Evaluation of Y-27632, a Rho-kinase inhibitor, as a bronchodilator in guinea pigs

Abstract

To evaluate (+)-(R)-trans-4-(l-Aminoethyl)-N-(4-pyridyl) cyclohexanecarboxamide dihydrochloride, monohydrate (Y-27632), a selective Rho-kinase inhibitor, as a novel bronchodilator in vivo and in vitro, we investigated the effect of Y-27632 on the acetylcholine- or ovalbumin-induced increase in lung resistance (R_L) in non-sensitized or passively sensitized guinea pigs, and the relaxant effects of salbutamol, Y-27632 and theophylline on acetylcholine- or ovalbumin-induced contraction of isolated trachea. Y-27632 inhalation (1 mM, 2 min) inhibited acetylcholine- or ovalbumin-induced increase in R_L without changes in mean blood pressure, and the effect persisted for at least 3 h. Salbutamol, Y-27632 and theophylline each completely reversed the acetylcholine- or ovalbumin-induced contraction of isolated trachea with rank order of potency, salbutamol>Y-27632>theophylline. The relaxant effect of Y-27632 was not affected by propranolol. We conclude that, although Y-27632 is not as potent as a β-adrenoceptor agonist, Y-27632 may become an alternative inhaled bronchodilator, because Y-27632 is more potent than theophylline, and the relaxant effect is independent of β-adrenoceptors.

Introduction

A small G protein, RhoAp21, and its target protein, Rho-kinase, contribute to Ca²⁺ sensitization of contraction in a variety of smooth muscles Gong et al., 1996, Hirata et al., 1992, Somlyo and Somlyo, 1994, Uehata et al., 1997. A highly selective Rho-kinase inhibitor, (+)-(R)-trans-4-(l-Aminoethyl)-N-(4-pyridyl) cyclohexanecarboxamide dihydrochloride, monohydrate (Y-27632), reversed G protein-mediated Ca²⁺ sensitization in permeabilized mesenteric arteries, and Y-27632 decreased mean blood pressure in hypertensive rat models (Uehata et al., 1997).

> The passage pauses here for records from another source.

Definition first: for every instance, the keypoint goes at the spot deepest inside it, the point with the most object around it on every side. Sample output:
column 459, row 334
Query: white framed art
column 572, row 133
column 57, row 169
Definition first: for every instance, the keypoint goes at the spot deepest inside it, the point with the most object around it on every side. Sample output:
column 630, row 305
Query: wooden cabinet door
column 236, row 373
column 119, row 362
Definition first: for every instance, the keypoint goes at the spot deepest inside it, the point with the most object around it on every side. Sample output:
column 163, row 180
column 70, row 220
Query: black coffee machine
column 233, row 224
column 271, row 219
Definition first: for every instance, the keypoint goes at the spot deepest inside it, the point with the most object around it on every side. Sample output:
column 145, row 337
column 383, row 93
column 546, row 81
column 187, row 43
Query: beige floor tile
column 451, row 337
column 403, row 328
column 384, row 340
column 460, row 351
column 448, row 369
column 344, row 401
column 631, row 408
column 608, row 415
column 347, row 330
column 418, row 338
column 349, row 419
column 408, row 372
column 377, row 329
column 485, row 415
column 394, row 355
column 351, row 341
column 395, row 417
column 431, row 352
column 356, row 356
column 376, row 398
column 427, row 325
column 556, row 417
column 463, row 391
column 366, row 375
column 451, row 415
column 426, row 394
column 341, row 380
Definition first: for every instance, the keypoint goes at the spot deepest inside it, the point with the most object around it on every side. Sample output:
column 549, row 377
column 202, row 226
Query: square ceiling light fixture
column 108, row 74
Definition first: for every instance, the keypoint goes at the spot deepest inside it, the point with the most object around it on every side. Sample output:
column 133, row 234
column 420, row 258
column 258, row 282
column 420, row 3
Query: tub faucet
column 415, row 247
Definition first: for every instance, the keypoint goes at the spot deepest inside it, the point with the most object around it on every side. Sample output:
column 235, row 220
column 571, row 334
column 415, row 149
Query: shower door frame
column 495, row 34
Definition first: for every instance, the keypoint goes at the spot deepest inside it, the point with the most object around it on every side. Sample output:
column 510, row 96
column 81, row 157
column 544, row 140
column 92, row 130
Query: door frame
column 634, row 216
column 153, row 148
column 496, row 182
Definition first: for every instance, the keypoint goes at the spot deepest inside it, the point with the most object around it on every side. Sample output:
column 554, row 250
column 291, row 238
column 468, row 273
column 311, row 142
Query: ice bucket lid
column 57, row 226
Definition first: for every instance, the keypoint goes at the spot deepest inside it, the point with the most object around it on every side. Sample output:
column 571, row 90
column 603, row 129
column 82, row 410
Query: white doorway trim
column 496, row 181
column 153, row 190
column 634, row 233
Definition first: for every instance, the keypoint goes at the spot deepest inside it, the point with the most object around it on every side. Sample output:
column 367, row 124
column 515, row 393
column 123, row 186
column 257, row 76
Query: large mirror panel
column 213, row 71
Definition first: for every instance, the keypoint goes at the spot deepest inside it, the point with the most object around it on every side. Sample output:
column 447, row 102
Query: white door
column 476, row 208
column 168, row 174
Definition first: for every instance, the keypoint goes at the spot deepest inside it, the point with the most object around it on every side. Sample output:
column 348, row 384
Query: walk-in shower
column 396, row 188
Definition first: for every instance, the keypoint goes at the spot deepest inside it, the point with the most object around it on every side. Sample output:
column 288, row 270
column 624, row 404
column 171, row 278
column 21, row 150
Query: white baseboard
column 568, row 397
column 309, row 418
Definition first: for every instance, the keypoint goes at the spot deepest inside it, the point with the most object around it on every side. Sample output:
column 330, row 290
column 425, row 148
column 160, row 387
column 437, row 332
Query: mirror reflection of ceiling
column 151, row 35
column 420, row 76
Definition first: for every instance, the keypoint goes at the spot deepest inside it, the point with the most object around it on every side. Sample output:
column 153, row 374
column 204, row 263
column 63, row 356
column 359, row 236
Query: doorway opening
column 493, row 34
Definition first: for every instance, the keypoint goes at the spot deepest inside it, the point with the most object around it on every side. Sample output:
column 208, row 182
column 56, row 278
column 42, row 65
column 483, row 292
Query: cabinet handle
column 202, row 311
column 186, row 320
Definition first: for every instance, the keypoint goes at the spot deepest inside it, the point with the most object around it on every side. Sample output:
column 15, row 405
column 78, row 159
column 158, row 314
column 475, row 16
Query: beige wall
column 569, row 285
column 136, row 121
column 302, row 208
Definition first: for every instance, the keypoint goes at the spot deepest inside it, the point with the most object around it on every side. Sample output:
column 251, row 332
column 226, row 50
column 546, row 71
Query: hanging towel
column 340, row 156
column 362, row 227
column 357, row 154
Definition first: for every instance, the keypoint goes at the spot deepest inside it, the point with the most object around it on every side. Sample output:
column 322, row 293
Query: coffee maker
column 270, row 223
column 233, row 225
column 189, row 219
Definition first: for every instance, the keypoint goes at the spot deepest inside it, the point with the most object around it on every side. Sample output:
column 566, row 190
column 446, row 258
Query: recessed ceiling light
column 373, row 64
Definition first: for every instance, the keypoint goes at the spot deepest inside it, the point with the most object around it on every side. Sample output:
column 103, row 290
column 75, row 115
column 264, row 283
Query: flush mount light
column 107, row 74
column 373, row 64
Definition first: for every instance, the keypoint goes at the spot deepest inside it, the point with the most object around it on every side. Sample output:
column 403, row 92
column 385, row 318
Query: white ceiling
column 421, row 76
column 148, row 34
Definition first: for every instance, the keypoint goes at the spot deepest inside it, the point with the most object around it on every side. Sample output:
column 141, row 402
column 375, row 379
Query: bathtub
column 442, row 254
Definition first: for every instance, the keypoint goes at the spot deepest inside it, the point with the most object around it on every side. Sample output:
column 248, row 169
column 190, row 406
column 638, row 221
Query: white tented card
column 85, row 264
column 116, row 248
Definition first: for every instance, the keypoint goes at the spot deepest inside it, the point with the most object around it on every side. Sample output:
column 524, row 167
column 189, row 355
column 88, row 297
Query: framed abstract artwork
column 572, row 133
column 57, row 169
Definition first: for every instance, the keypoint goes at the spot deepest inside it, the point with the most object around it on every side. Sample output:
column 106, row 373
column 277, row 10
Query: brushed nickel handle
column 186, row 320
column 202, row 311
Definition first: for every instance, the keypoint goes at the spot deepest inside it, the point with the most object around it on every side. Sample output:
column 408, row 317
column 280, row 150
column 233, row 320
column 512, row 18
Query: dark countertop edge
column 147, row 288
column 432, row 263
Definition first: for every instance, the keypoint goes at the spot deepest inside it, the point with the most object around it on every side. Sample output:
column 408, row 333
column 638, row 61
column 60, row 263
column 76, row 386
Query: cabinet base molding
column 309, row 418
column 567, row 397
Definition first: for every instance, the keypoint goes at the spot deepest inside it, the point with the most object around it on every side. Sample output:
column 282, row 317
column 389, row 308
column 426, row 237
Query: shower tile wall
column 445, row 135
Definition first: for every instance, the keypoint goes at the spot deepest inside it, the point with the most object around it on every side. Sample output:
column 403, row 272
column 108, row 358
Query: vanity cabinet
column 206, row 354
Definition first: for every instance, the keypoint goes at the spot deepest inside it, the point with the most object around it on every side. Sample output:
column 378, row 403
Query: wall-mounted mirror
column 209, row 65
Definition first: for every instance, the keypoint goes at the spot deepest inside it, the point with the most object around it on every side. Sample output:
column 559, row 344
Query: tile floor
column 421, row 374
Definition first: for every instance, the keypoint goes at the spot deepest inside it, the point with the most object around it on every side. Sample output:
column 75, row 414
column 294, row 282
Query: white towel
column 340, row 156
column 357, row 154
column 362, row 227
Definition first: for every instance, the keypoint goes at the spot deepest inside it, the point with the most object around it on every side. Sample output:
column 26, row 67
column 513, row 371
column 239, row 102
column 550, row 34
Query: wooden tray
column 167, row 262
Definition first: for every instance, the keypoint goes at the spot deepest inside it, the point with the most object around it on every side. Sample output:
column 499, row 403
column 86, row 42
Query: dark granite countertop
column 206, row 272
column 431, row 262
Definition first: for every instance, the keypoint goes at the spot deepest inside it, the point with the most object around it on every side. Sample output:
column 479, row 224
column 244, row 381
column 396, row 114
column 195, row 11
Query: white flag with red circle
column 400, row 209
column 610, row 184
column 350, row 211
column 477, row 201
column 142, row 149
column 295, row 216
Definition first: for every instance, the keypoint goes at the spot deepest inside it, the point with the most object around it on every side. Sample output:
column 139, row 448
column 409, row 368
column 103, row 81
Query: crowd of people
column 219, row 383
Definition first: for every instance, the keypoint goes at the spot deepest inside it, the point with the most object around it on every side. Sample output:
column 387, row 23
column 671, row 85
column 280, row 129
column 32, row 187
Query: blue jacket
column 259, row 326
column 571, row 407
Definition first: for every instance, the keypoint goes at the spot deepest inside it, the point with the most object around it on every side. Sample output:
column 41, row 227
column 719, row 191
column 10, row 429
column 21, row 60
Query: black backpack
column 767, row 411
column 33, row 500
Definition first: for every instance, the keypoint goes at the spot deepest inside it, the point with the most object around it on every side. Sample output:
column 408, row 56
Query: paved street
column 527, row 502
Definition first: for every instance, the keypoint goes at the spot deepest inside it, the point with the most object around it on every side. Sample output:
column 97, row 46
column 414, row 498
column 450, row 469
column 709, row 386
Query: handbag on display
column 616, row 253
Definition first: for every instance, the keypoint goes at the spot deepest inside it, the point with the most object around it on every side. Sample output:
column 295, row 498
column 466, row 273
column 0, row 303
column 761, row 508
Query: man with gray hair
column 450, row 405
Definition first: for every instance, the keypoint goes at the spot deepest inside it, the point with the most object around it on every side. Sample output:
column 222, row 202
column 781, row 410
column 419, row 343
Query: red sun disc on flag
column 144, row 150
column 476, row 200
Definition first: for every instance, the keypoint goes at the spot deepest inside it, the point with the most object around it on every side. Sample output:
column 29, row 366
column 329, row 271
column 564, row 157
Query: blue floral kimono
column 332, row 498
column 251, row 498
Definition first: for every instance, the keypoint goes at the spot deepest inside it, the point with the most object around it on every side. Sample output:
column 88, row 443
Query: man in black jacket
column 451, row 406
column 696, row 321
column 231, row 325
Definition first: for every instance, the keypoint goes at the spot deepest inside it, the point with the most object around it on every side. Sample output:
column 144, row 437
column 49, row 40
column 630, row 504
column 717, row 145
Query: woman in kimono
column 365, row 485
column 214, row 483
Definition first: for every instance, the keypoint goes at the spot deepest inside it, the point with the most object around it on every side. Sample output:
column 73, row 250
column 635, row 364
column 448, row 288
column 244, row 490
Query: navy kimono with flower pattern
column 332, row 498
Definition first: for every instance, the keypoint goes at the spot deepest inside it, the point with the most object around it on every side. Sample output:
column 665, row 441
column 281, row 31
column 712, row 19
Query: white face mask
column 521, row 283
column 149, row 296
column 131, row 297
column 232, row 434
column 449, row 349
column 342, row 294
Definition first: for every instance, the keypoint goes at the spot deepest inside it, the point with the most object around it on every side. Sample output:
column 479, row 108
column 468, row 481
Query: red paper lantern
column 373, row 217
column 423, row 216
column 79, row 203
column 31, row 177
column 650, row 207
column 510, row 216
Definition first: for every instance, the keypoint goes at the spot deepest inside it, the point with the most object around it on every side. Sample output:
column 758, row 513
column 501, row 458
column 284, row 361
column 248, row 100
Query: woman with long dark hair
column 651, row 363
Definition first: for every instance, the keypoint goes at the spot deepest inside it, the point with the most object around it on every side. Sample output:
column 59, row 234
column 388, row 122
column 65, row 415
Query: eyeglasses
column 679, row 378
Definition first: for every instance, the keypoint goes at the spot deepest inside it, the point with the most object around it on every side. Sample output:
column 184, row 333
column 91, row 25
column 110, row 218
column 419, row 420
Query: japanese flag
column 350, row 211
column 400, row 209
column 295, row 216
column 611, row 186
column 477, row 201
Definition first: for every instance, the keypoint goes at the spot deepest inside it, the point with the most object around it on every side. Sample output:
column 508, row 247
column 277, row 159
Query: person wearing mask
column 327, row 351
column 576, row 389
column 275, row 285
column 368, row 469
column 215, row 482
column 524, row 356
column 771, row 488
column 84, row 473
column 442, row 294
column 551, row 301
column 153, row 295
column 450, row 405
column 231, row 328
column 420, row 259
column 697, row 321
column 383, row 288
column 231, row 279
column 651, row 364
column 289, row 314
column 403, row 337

Similarly, receptor-dependent, G-protein-mediated Ca²⁺ sensitization occurs in canine, rabbit, and human airway smooth muscle in vitro Iizuka et al., 1997, Iizuka et al., 1999, Yoshii et al., 1999, and Y-27632 completely relaxes airway smooth muscle through inhibition of Ca²⁺ sensitization (Yoshii et al., 1999).

The Y-27632 effect is likely to be independent of contractile receptor agonists. Further, the Y-27632 effect is independent of 3-isobutyl-1-methylxanthine, a phosphodiesterase inhibitor (Yoshii et al., 1999). These results suggest that the site of Y-27632 action is distinct from those of conventional bronchodilators such as β-adrenoceptor agonists and xanthine derivatives. However, Y-27632 has not been fully characterized as a bronchodilator in vivo and in vitro.

To address this issue, first, we investigated whether Y-27632 inhalation may inhibit the acetylcholine- or antigen-induced increase in lung resistance (R_L) without cardiovascular side-effects. In some experiments, we measured plasma concentrations of Y-27632, which was given to normotensive guinea pigs either intravenously (i.v.) or by inhalation. Second, we compared the relaxing potency of Y-27632 with that of conventional bronchodilators, salbutamol and theophylline, in isolated trachea contracted with acetylcholine or antigen.